As 2009 comes to an end and the technology industry looks ahead to 2010, it's Chrome OS that could arguably steal the show in the new year. It will be the first desktop operating system Google has ever released. It will also be released with one goal in mind: to beat Windows 7 wherever and whenever it can.
That's a tall order, for sure. Microsoft reigns supreme in the operating system space. Windows 7, unlike its predecessor Windows Vista, has an opportunity to solidify Microsoft's position with an experience that bests other operating systems on the market. So as Google prepares its Chrome OS for release, it can't make any mistakes. The more mistakes the company makes, the more difficult it will be for Google to compete. Simply put, Microsoft has applied pressure that will dictate Google's moves going forward.
However, Google has already made mistakes. The search giant is focused on the wrong things. And that could come back to haunt it. Let's take a look at some of the areas where Google has gone wrong.
1. A Chrome OS netbook
Reports are swirling that Google is planning to release a Chrome OS-based netbook of its own. Those rumors are becoming increasingly more detailed, leading many to believe that the search giant is, in fact, releasing a PC of its own. It better not. If Google releases a Chrome OS netbook, it could spell serious trouble for its platform. Third-party vendors would shy away from offering Chrome OS computers, since the software owner is doing the same. Even if Google isn't, all these rumors can't help its cause with vendors. Stay away from netbooks, Google. And make sure everyone knows about your plans to stick with software.
2. The focus on netbooks
An online operating system can't necessarily be expected to face off with Windows out of the box, but why Google has limited the OS to netbooks is a mystery at this point. Google didn't need to rush to offer Chrome OS. Microsoft and Apple are content with the desktop. The company could have improved the offering so it would work well with netbooks and desktops. It might take longer, but it would also be of far more value to the consumer. By offering Chrome OS on netbooks alone, Google runs the risk of being the company that offers an operating system for underpowered devices. Does it really want that?

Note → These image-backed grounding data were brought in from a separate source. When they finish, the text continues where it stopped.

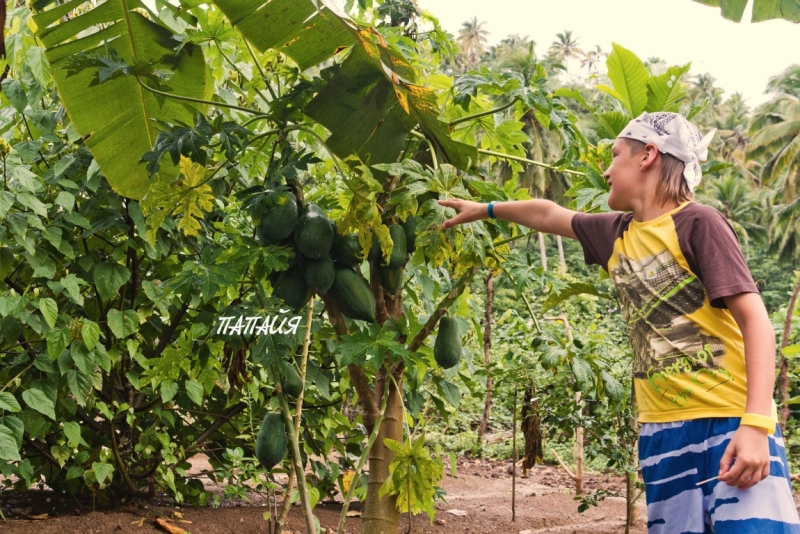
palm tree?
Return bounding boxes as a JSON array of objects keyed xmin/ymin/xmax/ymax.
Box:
[
  {"xmin": 548, "ymin": 30, "xmax": 583, "ymax": 68},
  {"xmin": 765, "ymin": 64, "xmax": 800, "ymax": 99},
  {"xmin": 457, "ymin": 17, "xmax": 490, "ymax": 69},
  {"xmin": 580, "ymin": 45, "xmax": 606, "ymax": 74},
  {"xmin": 695, "ymin": 173, "xmax": 767, "ymax": 259},
  {"xmin": 745, "ymin": 67, "xmax": 800, "ymax": 197},
  {"xmin": 643, "ymin": 57, "xmax": 667, "ymax": 76}
]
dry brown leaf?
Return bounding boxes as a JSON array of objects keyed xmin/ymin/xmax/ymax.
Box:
[
  {"xmin": 446, "ymin": 509, "xmax": 468, "ymax": 517},
  {"xmin": 155, "ymin": 517, "xmax": 186, "ymax": 534},
  {"xmin": 177, "ymin": 520, "xmax": 193, "ymax": 524},
  {"xmin": 131, "ymin": 517, "xmax": 146, "ymax": 527},
  {"xmin": 30, "ymin": 513, "xmax": 49, "ymax": 520},
  {"xmin": 173, "ymin": 511, "xmax": 183, "ymax": 519},
  {"xmin": 345, "ymin": 510, "xmax": 362, "ymax": 517}
]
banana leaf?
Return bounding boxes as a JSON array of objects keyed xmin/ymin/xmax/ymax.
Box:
[{"xmin": 34, "ymin": 0, "xmax": 210, "ymax": 200}]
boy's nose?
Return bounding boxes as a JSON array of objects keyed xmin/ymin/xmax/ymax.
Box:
[{"xmin": 603, "ymin": 169, "xmax": 611, "ymax": 182}]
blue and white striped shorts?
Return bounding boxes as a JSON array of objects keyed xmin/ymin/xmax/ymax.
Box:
[{"xmin": 639, "ymin": 418, "xmax": 800, "ymax": 533}]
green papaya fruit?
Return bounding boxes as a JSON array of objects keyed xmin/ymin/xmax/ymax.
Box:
[
  {"xmin": 256, "ymin": 192, "xmax": 299, "ymax": 245},
  {"xmin": 378, "ymin": 264, "xmax": 404, "ymax": 294},
  {"xmin": 255, "ymin": 413, "xmax": 287, "ymax": 471},
  {"xmin": 303, "ymin": 253, "xmax": 335, "ymax": 294},
  {"xmin": 294, "ymin": 204, "xmax": 334, "ymax": 259},
  {"xmin": 386, "ymin": 224, "xmax": 407, "ymax": 268},
  {"xmin": 328, "ymin": 265, "xmax": 376, "ymax": 323},
  {"xmin": 401, "ymin": 215, "xmax": 417, "ymax": 253},
  {"xmin": 273, "ymin": 269, "xmax": 312, "ymax": 311},
  {"xmin": 434, "ymin": 316, "xmax": 461, "ymax": 369},
  {"xmin": 368, "ymin": 230, "xmax": 381, "ymax": 262},
  {"xmin": 331, "ymin": 232, "xmax": 364, "ymax": 267},
  {"xmin": 282, "ymin": 363, "xmax": 303, "ymax": 398}
]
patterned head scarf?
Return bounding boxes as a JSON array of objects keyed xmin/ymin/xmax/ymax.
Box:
[{"xmin": 618, "ymin": 112, "xmax": 717, "ymax": 190}]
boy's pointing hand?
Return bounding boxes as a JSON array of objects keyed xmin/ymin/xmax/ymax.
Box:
[{"xmin": 437, "ymin": 199, "xmax": 488, "ymax": 230}]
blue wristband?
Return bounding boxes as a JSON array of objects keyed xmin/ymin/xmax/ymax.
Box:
[{"xmin": 487, "ymin": 201, "xmax": 498, "ymax": 219}]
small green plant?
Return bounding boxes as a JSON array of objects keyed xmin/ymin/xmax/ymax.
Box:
[{"xmin": 379, "ymin": 435, "xmax": 444, "ymax": 522}]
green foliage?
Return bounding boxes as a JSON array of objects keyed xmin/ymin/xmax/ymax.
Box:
[
  {"xmin": 593, "ymin": 43, "xmax": 691, "ymax": 138},
  {"xmin": 379, "ymin": 436, "xmax": 444, "ymax": 521}
]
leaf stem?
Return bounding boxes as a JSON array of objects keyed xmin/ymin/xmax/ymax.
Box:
[
  {"xmin": 0, "ymin": 362, "xmax": 35, "ymax": 394},
  {"xmin": 135, "ymin": 77, "xmax": 268, "ymax": 116},
  {"xmin": 243, "ymin": 38, "xmax": 279, "ymax": 102},
  {"xmin": 278, "ymin": 392, "xmax": 316, "ymax": 534},
  {"xmin": 448, "ymin": 97, "xmax": 519, "ymax": 127},
  {"xmin": 478, "ymin": 148, "xmax": 585, "ymax": 176},
  {"xmin": 288, "ymin": 125, "xmax": 346, "ymax": 176},
  {"xmin": 487, "ymin": 249, "xmax": 542, "ymax": 333},
  {"xmin": 217, "ymin": 42, "xmax": 272, "ymax": 108}
]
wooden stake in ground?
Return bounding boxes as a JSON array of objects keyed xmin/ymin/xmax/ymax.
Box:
[
  {"xmin": 478, "ymin": 270, "xmax": 496, "ymax": 447},
  {"xmin": 512, "ymin": 384, "xmax": 518, "ymax": 522}
]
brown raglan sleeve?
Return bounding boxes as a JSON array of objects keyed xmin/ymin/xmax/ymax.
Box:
[
  {"xmin": 570, "ymin": 212, "xmax": 628, "ymax": 270},
  {"xmin": 675, "ymin": 204, "xmax": 758, "ymax": 309}
]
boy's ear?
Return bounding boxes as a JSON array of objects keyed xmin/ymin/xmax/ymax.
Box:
[{"xmin": 640, "ymin": 143, "xmax": 660, "ymax": 170}]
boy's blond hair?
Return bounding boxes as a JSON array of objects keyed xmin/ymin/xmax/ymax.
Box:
[{"xmin": 621, "ymin": 138, "xmax": 693, "ymax": 207}]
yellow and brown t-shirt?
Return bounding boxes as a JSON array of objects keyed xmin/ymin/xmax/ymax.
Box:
[{"xmin": 571, "ymin": 201, "xmax": 759, "ymax": 423}]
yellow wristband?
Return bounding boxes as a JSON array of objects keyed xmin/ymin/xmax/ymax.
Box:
[{"xmin": 740, "ymin": 413, "xmax": 776, "ymax": 434}]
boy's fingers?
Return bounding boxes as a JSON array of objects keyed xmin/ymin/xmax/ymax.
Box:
[{"xmin": 718, "ymin": 444, "xmax": 735, "ymax": 476}]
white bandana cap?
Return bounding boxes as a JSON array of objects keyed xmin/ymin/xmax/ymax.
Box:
[{"xmin": 618, "ymin": 112, "xmax": 717, "ymax": 190}]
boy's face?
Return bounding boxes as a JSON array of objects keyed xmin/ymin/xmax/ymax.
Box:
[{"xmin": 604, "ymin": 138, "xmax": 651, "ymax": 211}]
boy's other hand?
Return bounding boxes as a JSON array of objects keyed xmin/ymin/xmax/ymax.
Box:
[
  {"xmin": 437, "ymin": 199, "xmax": 487, "ymax": 230},
  {"xmin": 718, "ymin": 425, "xmax": 770, "ymax": 490}
]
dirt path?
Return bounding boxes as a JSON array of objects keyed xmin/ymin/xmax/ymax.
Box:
[{"xmin": 1, "ymin": 458, "xmax": 797, "ymax": 533}]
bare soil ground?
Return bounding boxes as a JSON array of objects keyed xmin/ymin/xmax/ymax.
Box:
[{"xmin": 1, "ymin": 456, "xmax": 798, "ymax": 534}]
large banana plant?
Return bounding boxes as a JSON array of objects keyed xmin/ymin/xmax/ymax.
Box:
[
  {"xmin": 694, "ymin": 0, "xmax": 800, "ymax": 23},
  {"xmin": 33, "ymin": 0, "xmax": 210, "ymax": 199},
  {"xmin": 212, "ymin": 0, "xmax": 477, "ymax": 169}
]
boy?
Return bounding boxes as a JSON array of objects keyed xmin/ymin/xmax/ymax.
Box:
[{"xmin": 438, "ymin": 112, "xmax": 800, "ymax": 533}]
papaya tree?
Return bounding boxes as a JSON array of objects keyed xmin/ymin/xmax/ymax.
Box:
[{"xmin": 3, "ymin": 2, "xmax": 590, "ymax": 534}]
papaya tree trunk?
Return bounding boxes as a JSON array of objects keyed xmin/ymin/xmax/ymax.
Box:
[
  {"xmin": 538, "ymin": 232, "xmax": 548, "ymax": 271},
  {"xmin": 362, "ymin": 371, "xmax": 404, "ymax": 534},
  {"xmin": 321, "ymin": 262, "xmax": 479, "ymax": 534},
  {"xmin": 478, "ymin": 271, "xmax": 495, "ymax": 447},
  {"xmin": 556, "ymin": 235, "xmax": 566, "ymax": 274},
  {"xmin": 779, "ymin": 275, "xmax": 800, "ymax": 431}
]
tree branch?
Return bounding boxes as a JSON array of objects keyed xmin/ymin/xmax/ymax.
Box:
[
  {"xmin": 153, "ymin": 302, "xmax": 190, "ymax": 358},
  {"xmin": 449, "ymin": 97, "xmax": 519, "ymax": 127},
  {"xmin": 407, "ymin": 265, "xmax": 480, "ymax": 353},
  {"xmin": 185, "ymin": 402, "xmax": 247, "ymax": 453}
]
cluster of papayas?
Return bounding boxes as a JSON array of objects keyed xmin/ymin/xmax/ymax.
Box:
[
  {"xmin": 256, "ymin": 189, "xmax": 418, "ymax": 323},
  {"xmin": 256, "ymin": 192, "xmax": 335, "ymax": 312}
]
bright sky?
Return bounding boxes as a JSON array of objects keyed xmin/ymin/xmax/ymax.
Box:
[
  {"xmin": 140, "ymin": 0, "xmax": 799, "ymax": 108},
  {"xmin": 415, "ymin": 0, "xmax": 800, "ymax": 107}
]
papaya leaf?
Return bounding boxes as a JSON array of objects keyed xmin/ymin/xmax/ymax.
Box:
[
  {"xmin": 379, "ymin": 436, "xmax": 443, "ymax": 521},
  {"xmin": 141, "ymin": 155, "xmax": 215, "ymax": 241},
  {"xmin": 542, "ymin": 281, "xmax": 613, "ymax": 312}
]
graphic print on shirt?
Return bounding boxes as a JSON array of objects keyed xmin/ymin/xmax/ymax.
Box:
[{"xmin": 610, "ymin": 249, "xmax": 729, "ymax": 405}]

3. How do third parties factor in?
Third-party software is why Microsoft is so successful today. The company has welcomed third-party software for decades. That policy has solidified its position in the enterprise. It also added significant value to its operating system on the consumer side. For now, how Google plans to bring third-party software to its platform is largely a mystery. Since the operating system is Web-based, we might presume that applications that work within the OS will need to be available as online services. That's not necessarily a bad thing, but what about all those useful applications already available on the desktop? By cutting out such a huge portion of the software market, Google might find itself in worse trouble than it expects.
4. Locking users into Chrome
Chrome OS will only work with Google's Chrome browser. At first glance, that might make some sense. Why would Google want to bring its own software to any other browser? But when one considers that Chrome is being used by only a small portion of the browser market, it becomes blatantly clear that Google is, once again, cutting out a huge portion of its market. Users don't like being locked down to certain software packages-just ask Microsoft.